AROUND 360,000 salmon and 20,000 sea trout were released into the tributaries of the River Tyne this year as Kielder Salmon Centre celebrated its 40th anniversary.

The centre was built in 1978 to compensate for the building of Kielder reservoir.

This year has also seen it create a new £100,000 visitor centre which opened to the public in September as the centre focused on becoming an education and conservation centre of excellence.

This received the royal seal of approval during a visit by the Prince of Wales the same month.

Richard Bond, who has been the centre’s hatchery manager since 2005 said: “Over the 40 years we have released millions of salmon and sea trout into the River Tyne’s tributaries to compensate for the fact they cannot reach their natural spawning grounds.

“The river is now one of the best salmon rivers in the country.

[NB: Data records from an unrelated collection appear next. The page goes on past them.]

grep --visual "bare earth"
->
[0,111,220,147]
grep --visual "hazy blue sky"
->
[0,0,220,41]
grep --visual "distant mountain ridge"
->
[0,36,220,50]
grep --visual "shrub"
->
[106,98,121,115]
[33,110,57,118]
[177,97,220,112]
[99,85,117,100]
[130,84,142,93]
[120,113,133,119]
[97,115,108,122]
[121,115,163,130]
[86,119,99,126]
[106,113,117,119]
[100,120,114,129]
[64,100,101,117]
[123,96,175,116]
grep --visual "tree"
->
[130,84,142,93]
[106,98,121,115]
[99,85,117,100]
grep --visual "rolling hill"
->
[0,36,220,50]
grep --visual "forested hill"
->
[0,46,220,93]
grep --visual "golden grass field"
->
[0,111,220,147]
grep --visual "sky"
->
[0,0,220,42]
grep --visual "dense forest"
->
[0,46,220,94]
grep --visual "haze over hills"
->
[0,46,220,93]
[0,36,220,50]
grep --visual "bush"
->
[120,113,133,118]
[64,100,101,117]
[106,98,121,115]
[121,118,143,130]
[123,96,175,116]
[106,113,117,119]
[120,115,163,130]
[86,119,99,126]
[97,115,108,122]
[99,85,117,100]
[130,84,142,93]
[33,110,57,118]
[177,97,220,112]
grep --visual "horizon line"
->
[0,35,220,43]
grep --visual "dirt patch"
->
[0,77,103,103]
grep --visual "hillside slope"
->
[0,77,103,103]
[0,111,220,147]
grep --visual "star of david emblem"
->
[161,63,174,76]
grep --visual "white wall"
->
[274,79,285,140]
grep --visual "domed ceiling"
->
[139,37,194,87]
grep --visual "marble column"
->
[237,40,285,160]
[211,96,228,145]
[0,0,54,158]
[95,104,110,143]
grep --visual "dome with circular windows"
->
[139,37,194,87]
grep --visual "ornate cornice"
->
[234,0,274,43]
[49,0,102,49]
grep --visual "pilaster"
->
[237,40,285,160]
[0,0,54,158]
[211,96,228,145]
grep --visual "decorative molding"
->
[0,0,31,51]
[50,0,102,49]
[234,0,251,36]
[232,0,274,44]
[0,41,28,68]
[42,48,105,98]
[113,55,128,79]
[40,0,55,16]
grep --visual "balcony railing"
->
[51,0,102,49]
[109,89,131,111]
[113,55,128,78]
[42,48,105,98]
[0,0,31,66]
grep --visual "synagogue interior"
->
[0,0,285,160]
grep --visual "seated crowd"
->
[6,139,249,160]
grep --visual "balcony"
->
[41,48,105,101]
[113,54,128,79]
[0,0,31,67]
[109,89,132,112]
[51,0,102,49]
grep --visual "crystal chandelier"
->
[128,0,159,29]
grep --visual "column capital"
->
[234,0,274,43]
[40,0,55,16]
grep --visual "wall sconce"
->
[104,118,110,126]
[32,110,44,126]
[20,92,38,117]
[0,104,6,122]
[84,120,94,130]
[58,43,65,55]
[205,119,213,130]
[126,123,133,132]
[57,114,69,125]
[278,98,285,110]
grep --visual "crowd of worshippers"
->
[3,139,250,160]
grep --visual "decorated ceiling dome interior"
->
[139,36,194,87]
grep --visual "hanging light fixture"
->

“It is a real success story and one which has happened for a number of reasons, predominantly due to improvements in water quality as well as work by ourselves and our partners to make improvements to fish passage and habitat.”

Through the centre, the Environment Agency works on academic research projects, including innovative work to hand rear one of the UK’s most endangered species, the freshwater pearl mussel.

Richard added: “The new visitor centre has created a more interactive experience for visitors and allows them to get up close with species we aim to protect – including the iconic salmon and the critically endangered freshwater pearl mussel. It gives people the chance to understand the fascinating world that lies below the surface of the river.”

Kielder reservoir plays an important role in preserving drinking water for the North-East as well as supporting other issues along the River Tyne.

Phil Rippon, fisheries technical specialist for the Environment Agency in the North-East said: “We continuously monitor the oxygen levels in the estuary during conditions such as we saw this summer and do what we can to help migrating fish reach their spawning grounds.

“This includes additional releases of water from Kielder reservoir to increase freshwater flows.

“These additional releases have undoubtedly saved many salmon in 2018.”

The Environment Agency will continue to work with Northumbrian Water to monitor the conditions in the Tyne estuary.